Mukhtar, concentrado, repasaba mentalmente la secuencia de hechos que le había referido su discípulo. Con la mano en la boca, visualizaba los pasos que había dado Abdul, así como los detalles de cuanto le había contado. Cuando repasó la parte de Washington, levantó la vista, y mirando fijamente a Abdul le dijo en un susurro:
—¿Con quién has hablado en Washington?
—Con compañeros de trabajo, en los bares y cafeterías de su entorno, con sus amigos… hasta con su novia. Que tampoco sabe nada.

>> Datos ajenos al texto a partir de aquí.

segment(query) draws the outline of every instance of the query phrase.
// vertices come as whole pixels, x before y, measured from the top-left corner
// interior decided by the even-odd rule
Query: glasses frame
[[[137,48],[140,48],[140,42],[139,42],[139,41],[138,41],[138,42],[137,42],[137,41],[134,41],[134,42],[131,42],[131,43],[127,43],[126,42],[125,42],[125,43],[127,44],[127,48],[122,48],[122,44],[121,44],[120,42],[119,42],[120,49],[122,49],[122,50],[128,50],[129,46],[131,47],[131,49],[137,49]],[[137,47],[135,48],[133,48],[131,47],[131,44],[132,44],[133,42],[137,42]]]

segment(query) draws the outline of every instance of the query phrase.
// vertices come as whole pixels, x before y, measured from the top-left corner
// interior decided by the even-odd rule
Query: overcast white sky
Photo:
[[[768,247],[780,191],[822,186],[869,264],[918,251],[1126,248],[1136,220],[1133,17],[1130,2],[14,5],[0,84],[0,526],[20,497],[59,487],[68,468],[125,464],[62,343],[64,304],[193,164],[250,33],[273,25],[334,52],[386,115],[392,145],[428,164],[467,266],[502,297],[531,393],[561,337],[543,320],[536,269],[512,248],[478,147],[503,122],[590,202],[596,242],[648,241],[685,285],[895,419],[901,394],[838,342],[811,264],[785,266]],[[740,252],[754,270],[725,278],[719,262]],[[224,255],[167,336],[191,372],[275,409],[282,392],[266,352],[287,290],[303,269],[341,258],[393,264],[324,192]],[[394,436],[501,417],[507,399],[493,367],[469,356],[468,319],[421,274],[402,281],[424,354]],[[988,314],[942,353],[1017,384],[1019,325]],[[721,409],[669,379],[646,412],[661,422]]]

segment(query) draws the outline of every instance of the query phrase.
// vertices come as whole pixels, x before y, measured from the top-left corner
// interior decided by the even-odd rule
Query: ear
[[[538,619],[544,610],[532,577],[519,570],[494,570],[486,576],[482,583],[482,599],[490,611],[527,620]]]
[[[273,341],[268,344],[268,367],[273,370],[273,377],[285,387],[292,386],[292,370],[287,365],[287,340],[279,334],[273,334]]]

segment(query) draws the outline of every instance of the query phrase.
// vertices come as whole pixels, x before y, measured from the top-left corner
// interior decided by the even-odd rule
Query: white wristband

—Con su novia —una sonrisa triunfal se adueñó del rostro de Mukhtar. Había dado con la tecla, que pulsada correctamente, le traería a Brian Wilson—. Excelente. Hemos encontrado algo. Esa mujer… —Mukhtar, sonriente, hizo una pausa, como si estuviera decidiendo algo importante— quiero conocerla. Vete a Washington inmediatamente y tráela a mi presencia.
Abdul comprendió. Y una sonrisa de complicidad afloró, malévola. Si el profeta no iba a la montaña, sería la montaña la que se le acercara.
Con un buen cebo.
Como por arte de magia, Mukhtar recuperó el buen humor. El asunto del periodista pronto estaría resuelto. El occidental acudiría al rescate de su zorra. Y si no lo hacía, al menos alguien pagaría por el delito cometido. Recordó también que su plan de ataque pronto estaría listo. Habib se formaba sin novedad y pronto estaría listo para infiltrarse en el corazón del enemigo. Y con un Caballo de Troya, destruiría la amenaza desde dentro.